Celle, 12 de abril de 1945

Alfred Pierrepoint observaba el paisaje desolador que se hallaba a su alrededor. Muchas veces olvidaba que ellos mismos eran los responsables de aquella situación, pero no se debía a que hubieran desarrollado una afición por destrozar el bucólico paisaje alemán, sino que estaban derrotando a los nazis, sus grandes enemigos y los responsables del gran conflicto que ya duraba casi seis años. Ni la Gran Guerra, aquella que ya vivió de niño podía equipararse a lo que estaba viviendo.

Hacía meses que había sido ascendido a Brigadier y era consciente de la gran responsabilidad de su cargo, ya que era el que tenía el mando más alto de su compañía. Pese a ello, liberar aquella ciudad tan hermosa había sido su primera gran misión. Y todavía quedaba llegar al campo de concentración que habían localizado cerca de allí, en el pequeño pueblo de Bergen. No se creía que Himmler había acordado cederles el campo sin luchar. En principio, su compañía no tenía que ir allí. Tanto mejor, pensaba, ya que había oído historias de los campos polacos y el panorama era espeluznante. Era una ironía que siendo él mismo médico de formación —lo que había influido en su fulgurante ascenso— tuviera reparos en liberar aquel campo del horror. Pero lo más irónico es que justamente ese mismo día cumplía 35 años y no sentía nada.

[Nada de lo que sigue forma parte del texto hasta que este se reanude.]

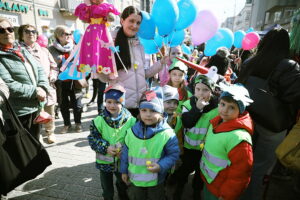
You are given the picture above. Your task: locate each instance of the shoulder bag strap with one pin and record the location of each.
(12, 115)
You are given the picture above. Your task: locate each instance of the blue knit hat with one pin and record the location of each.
(238, 93)
(116, 92)
(153, 99)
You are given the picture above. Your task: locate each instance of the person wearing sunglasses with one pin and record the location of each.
(24, 77)
(66, 92)
(28, 39)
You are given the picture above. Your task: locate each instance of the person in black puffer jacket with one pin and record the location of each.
(271, 63)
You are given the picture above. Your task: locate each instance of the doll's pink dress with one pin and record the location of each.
(95, 52)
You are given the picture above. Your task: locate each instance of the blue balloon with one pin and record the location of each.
(238, 38)
(147, 27)
(165, 14)
(186, 49)
(250, 30)
(77, 35)
(176, 38)
(187, 14)
(152, 46)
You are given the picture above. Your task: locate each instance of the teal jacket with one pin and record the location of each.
(22, 91)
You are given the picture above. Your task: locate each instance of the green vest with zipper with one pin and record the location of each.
(141, 151)
(216, 149)
(193, 137)
(115, 137)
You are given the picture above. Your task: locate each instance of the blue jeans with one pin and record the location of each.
(107, 184)
(264, 144)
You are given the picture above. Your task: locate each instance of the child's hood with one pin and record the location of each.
(141, 131)
(244, 121)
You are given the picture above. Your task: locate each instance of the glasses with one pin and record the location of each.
(66, 34)
(30, 31)
(9, 29)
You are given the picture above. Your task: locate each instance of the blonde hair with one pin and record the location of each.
(3, 19)
(59, 31)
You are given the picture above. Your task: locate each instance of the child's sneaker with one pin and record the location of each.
(65, 129)
(78, 128)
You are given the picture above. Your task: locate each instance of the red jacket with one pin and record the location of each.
(233, 180)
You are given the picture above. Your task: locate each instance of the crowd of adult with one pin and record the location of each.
(29, 76)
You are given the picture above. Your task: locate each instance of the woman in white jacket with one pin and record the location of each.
(133, 56)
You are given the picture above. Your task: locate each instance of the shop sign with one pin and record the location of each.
(13, 7)
(43, 13)
(12, 18)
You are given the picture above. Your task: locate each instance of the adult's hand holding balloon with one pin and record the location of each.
(42, 40)
(204, 27)
(250, 41)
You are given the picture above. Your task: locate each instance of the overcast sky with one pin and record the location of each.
(222, 8)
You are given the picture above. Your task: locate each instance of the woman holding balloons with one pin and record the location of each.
(28, 39)
(131, 55)
(282, 75)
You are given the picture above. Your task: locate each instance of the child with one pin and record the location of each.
(195, 119)
(171, 100)
(227, 155)
(177, 73)
(150, 150)
(95, 52)
(107, 137)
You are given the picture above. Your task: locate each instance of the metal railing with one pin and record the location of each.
(69, 5)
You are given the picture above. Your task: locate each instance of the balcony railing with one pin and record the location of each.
(68, 6)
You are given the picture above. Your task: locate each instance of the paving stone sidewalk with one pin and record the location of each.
(73, 176)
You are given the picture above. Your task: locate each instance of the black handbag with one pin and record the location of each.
(267, 109)
(22, 157)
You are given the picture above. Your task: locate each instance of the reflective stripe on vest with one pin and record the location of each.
(102, 157)
(194, 143)
(195, 136)
(198, 131)
(216, 149)
(209, 172)
(143, 177)
(142, 150)
(141, 161)
(115, 136)
(214, 160)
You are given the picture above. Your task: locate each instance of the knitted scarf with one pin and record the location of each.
(13, 48)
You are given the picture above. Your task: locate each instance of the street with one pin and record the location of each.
(73, 176)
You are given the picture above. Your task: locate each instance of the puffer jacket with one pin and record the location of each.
(51, 70)
(134, 81)
(22, 91)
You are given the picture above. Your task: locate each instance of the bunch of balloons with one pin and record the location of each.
(166, 23)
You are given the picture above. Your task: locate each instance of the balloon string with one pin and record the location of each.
(242, 53)
(122, 62)
(158, 48)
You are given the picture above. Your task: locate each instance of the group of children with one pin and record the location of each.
(209, 135)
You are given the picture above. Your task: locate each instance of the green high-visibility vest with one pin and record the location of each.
(115, 137)
(193, 137)
(141, 151)
(180, 103)
(178, 125)
(215, 153)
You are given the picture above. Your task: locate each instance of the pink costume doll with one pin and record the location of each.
(95, 49)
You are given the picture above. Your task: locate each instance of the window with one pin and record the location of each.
(277, 16)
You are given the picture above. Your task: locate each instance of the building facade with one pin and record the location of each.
(47, 14)
(268, 13)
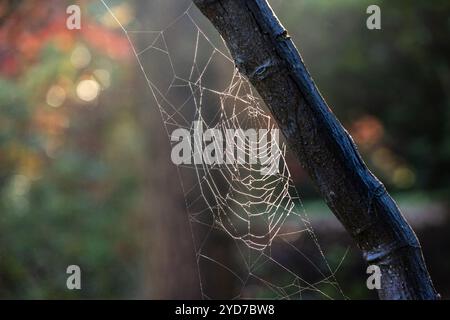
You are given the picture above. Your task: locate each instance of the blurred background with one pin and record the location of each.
(85, 170)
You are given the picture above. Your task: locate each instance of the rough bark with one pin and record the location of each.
(264, 53)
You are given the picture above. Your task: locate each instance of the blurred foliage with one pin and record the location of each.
(66, 196)
(389, 87)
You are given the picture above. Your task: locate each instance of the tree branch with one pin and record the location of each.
(263, 52)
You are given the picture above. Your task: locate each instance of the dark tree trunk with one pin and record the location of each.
(264, 53)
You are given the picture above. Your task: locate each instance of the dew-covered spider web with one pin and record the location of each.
(250, 229)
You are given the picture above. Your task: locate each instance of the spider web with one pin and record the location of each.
(262, 214)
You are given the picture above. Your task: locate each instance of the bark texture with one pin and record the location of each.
(264, 53)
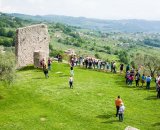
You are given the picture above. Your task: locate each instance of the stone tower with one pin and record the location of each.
(29, 40)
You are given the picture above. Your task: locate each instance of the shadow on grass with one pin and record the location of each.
(39, 78)
(151, 98)
(111, 121)
(107, 116)
(31, 67)
(156, 124)
(64, 75)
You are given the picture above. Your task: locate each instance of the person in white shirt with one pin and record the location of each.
(121, 112)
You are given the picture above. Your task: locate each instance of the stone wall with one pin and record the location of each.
(29, 40)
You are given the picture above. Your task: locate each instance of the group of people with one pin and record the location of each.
(131, 76)
(93, 63)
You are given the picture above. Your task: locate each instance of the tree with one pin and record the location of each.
(7, 67)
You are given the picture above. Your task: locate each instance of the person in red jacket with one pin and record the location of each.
(118, 103)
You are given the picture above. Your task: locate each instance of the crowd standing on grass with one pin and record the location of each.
(132, 75)
(119, 108)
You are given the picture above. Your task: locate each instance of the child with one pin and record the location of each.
(121, 112)
(72, 71)
(45, 70)
(71, 82)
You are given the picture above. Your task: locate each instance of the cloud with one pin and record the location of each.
(104, 9)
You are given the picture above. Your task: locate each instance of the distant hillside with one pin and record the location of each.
(96, 24)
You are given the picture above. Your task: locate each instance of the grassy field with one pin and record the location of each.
(36, 103)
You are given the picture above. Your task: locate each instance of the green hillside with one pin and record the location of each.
(36, 103)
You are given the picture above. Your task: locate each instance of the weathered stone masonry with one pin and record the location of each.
(29, 40)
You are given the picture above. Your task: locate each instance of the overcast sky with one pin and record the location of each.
(102, 9)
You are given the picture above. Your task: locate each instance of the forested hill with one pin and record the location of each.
(97, 24)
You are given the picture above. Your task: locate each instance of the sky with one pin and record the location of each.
(101, 9)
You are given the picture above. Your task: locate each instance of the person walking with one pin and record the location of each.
(118, 102)
(121, 112)
(143, 80)
(49, 64)
(158, 89)
(45, 70)
(137, 78)
(148, 81)
(71, 82)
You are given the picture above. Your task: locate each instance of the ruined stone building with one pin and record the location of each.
(32, 44)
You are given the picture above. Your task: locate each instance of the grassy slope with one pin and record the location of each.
(36, 103)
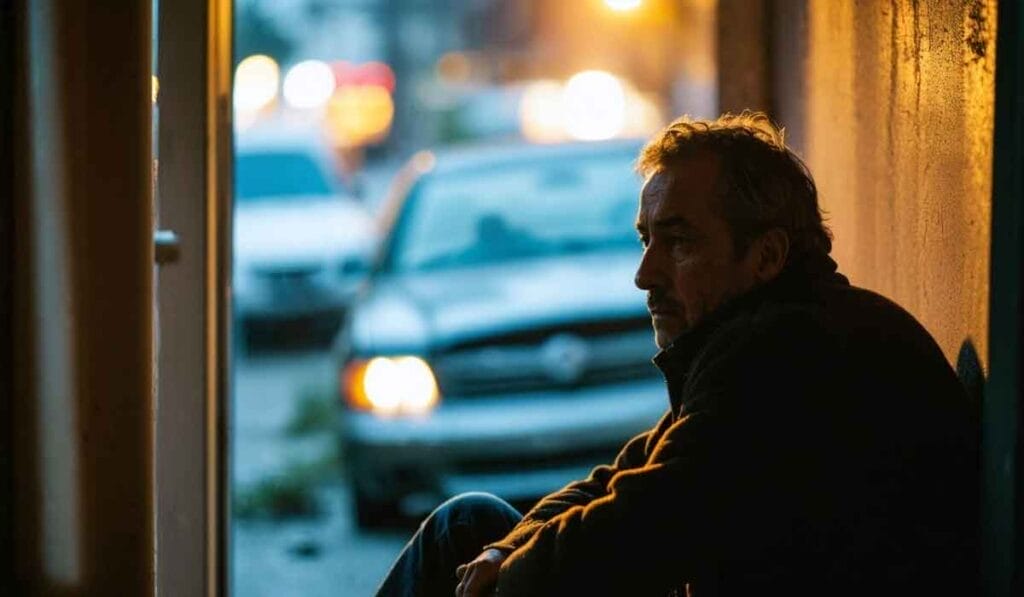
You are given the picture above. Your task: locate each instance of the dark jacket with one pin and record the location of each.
(817, 442)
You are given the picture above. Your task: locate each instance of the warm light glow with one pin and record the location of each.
(308, 84)
(623, 5)
(357, 116)
(256, 81)
(542, 112)
(389, 386)
(594, 103)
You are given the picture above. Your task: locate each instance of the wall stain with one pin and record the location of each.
(977, 34)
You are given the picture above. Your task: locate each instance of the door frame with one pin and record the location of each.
(194, 199)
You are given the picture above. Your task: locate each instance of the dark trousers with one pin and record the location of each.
(453, 535)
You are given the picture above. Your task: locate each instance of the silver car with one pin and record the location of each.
(301, 246)
(500, 344)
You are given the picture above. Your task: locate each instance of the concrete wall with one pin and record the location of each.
(891, 103)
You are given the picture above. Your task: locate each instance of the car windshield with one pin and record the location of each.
(276, 174)
(518, 211)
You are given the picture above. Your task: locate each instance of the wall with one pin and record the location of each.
(892, 104)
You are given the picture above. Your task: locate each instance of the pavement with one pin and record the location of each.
(323, 556)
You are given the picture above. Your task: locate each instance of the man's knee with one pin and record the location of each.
(474, 509)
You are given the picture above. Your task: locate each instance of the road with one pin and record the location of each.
(324, 556)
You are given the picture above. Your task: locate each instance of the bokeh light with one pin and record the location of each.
(357, 116)
(455, 68)
(256, 81)
(623, 5)
(308, 84)
(403, 384)
(594, 105)
(542, 112)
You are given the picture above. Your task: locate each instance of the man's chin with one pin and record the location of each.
(664, 338)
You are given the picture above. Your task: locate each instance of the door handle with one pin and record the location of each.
(168, 247)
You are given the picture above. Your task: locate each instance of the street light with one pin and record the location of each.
(623, 5)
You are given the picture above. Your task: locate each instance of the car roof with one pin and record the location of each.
(278, 136)
(473, 157)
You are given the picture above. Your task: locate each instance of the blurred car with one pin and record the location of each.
(301, 247)
(500, 344)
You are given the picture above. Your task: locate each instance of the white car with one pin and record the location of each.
(301, 247)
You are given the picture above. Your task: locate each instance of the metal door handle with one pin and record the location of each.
(168, 248)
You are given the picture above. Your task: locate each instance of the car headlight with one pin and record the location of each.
(390, 385)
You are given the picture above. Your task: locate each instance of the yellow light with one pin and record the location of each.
(357, 116)
(594, 105)
(308, 84)
(542, 112)
(623, 5)
(390, 386)
(256, 81)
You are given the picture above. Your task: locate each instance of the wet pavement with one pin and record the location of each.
(323, 556)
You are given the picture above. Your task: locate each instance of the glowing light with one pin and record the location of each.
(542, 112)
(454, 68)
(594, 105)
(356, 116)
(308, 84)
(256, 81)
(395, 385)
(623, 5)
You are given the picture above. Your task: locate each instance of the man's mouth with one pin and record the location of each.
(662, 310)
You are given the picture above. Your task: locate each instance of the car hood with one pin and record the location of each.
(428, 310)
(301, 229)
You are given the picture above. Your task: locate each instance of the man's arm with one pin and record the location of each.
(582, 493)
(711, 488)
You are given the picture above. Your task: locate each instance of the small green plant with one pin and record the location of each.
(285, 496)
(314, 413)
(290, 494)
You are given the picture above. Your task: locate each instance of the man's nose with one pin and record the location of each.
(644, 279)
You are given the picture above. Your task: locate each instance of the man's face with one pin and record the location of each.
(689, 266)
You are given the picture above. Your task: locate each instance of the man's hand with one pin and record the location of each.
(477, 579)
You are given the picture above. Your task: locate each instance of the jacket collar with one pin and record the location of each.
(798, 279)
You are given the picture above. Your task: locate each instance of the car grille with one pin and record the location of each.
(560, 358)
(288, 276)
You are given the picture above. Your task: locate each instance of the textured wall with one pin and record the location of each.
(895, 120)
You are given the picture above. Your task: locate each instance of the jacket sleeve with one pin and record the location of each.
(663, 523)
(582, 493)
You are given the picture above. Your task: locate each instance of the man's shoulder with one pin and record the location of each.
(832, 321)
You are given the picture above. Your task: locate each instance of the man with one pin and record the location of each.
(816, 441)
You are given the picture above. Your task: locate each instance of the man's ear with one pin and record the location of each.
(771, 250)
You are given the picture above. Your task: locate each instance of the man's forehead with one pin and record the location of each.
(675, 189)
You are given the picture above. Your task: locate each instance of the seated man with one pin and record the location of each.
(816, 442)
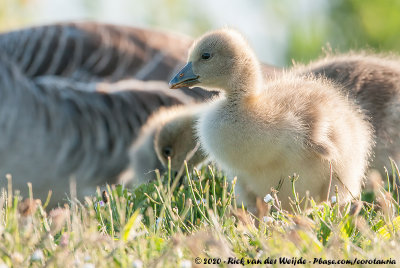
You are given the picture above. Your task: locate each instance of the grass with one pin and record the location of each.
(167, 224)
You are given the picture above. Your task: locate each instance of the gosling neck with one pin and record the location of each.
(247, 81)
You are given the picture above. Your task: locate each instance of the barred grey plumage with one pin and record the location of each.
(55, 125)
(89, 51)
(53, 131)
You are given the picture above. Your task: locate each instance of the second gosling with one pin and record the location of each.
(265, 131)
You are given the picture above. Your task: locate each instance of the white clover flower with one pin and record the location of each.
(137, 264)
(37, 255)
(159, 221)
(186, 264)
(87, 258)
(268, 198)
(179, 253)
(100, 204)
(268, 219)
(204, 201)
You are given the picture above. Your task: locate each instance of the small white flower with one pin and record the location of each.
(37, 255)
(100, 204)
(137, 264)
(204, 201)
(159, 221)
(179, 253)
(268, 219)
(87, 258)
(268, 198)
(186, 264)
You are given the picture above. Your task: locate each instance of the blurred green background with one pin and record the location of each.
(280, 31)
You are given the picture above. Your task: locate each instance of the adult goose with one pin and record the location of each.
(264, 131)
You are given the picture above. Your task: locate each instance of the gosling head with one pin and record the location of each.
(220, 59)
(176, 140)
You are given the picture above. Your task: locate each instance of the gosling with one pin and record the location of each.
(265, 131)
(169, 133)
(373, 82)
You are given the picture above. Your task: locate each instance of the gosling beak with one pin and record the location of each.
(184, 78)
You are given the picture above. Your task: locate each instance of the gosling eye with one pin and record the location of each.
(167, 151)
(206, 56)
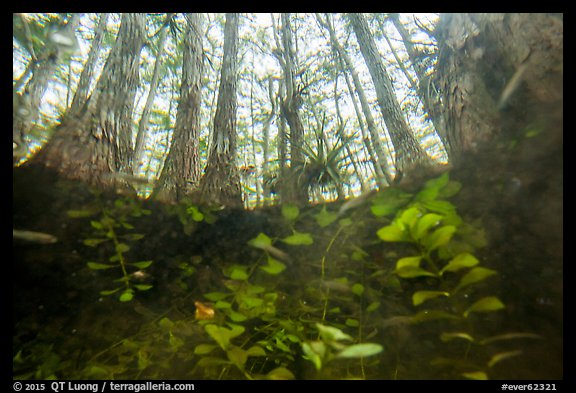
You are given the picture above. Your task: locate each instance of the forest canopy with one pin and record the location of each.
(248, 109)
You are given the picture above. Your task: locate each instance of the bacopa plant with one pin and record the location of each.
(446, 269)
(112, 230)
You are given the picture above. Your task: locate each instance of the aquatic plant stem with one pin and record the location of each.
(323, 271)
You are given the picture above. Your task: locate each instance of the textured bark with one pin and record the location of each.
(144, 120)
(424, 88)
(181, 171)
(98, 141)
(409, 153)
(220, 184)
(292, 189)
(82, 91)
(479, 56)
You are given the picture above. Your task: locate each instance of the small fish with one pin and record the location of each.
(35, 237)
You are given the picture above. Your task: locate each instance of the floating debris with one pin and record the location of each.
(34, 237)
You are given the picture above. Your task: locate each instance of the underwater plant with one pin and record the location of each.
(447, 277)
(113, 230)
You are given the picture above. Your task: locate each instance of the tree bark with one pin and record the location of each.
(97, 142)
(220, 184)
(479, 56)
(181, 171)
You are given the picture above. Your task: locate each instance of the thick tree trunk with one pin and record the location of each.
(220, 184)
(292, 190)
(181, 171)
(409, 153)
(97, 142)
(82, 91)
(495, 64)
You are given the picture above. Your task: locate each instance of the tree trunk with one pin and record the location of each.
(26, 108)
(409, 153)
(373, 143)
(221, 181)
(144, 120)
(425, 87)
(292, 189)
(82, 91)
(97, 142)
(181, 171)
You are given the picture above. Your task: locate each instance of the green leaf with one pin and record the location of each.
(96, 224)
(290, 212)
(99, 266)
(141, 264)
(256, 350)
(203, 349)
(220, 304)
(280, 373)
(196, 215)
(329, 333)
(460, 261)
(373, 306)
(250, 301)
(122, 248)
(261, 241)
(235, 316)
(509, 336)
(360, 350)
(439, 237)
(445, 337)
(273, 267)
(166, 324)
(237, 272)
(409, 217)
(325, 218)
(431, 315)
(409, 267)
(237, 355)
(127, 295)
(501, 356)
(476, 375)
(424, 224)
(93, 242)
(443, 207)
(299, 238)
(487, 304)
(352, 322)
(109, 292)
(315, 352)
(215, 296)
(358, 289)
(420, 297)
(473, 276)
(133, 236)
(392, 233)
(81, 213)
(143, 287)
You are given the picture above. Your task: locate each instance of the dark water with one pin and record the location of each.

Era un hombre apuesto, alto y delgado, con el pelo castaño y ojos verdes y cualquiera que lo observara se le venía en la mente la palabra melancolía. Los años en el ejército le habían ayudado a no colapsar mentalmente, pero si se le dejaba a sus anchas, era un hombre atormentado por diversos traumas. La disciplina y las tareas militares apaciguaban su espíritu triste. Tampoco se le consideraba una mala persona, pero sus compañeros le temían porque era frecuente que estallase si algo no salía como él preveía. Se mantenían alejados y él mismo lo prefería así. No tenía tiempo para camaraderías y menos en esos tiempos. La soledad era su mejor amiga y la única que no le decepcionaba, pues siempre estaría allí, acompañándole, incluso en los momentos más duros.

Seguía observando la fachada de aquella casa solariega, manchada de humo negro, pero que seguía en pie pese a la brutalidad de aquel bombardeo. El jardín y el campo que lo rodeaba estaban totalmente calcinados y algunos cadáveres se vislumbraban en los alrededores. Tenía sentimientos contradictorios por los alemanes. Eran un pueblo grande que había sabido levantarse después de la Gran Guerra. Lo malo es que no habían elegido bien al líder de ese levantamiento y los había llevado a otra caída que cada vez era peor, por tanto, eran también un pueblo de ineptos.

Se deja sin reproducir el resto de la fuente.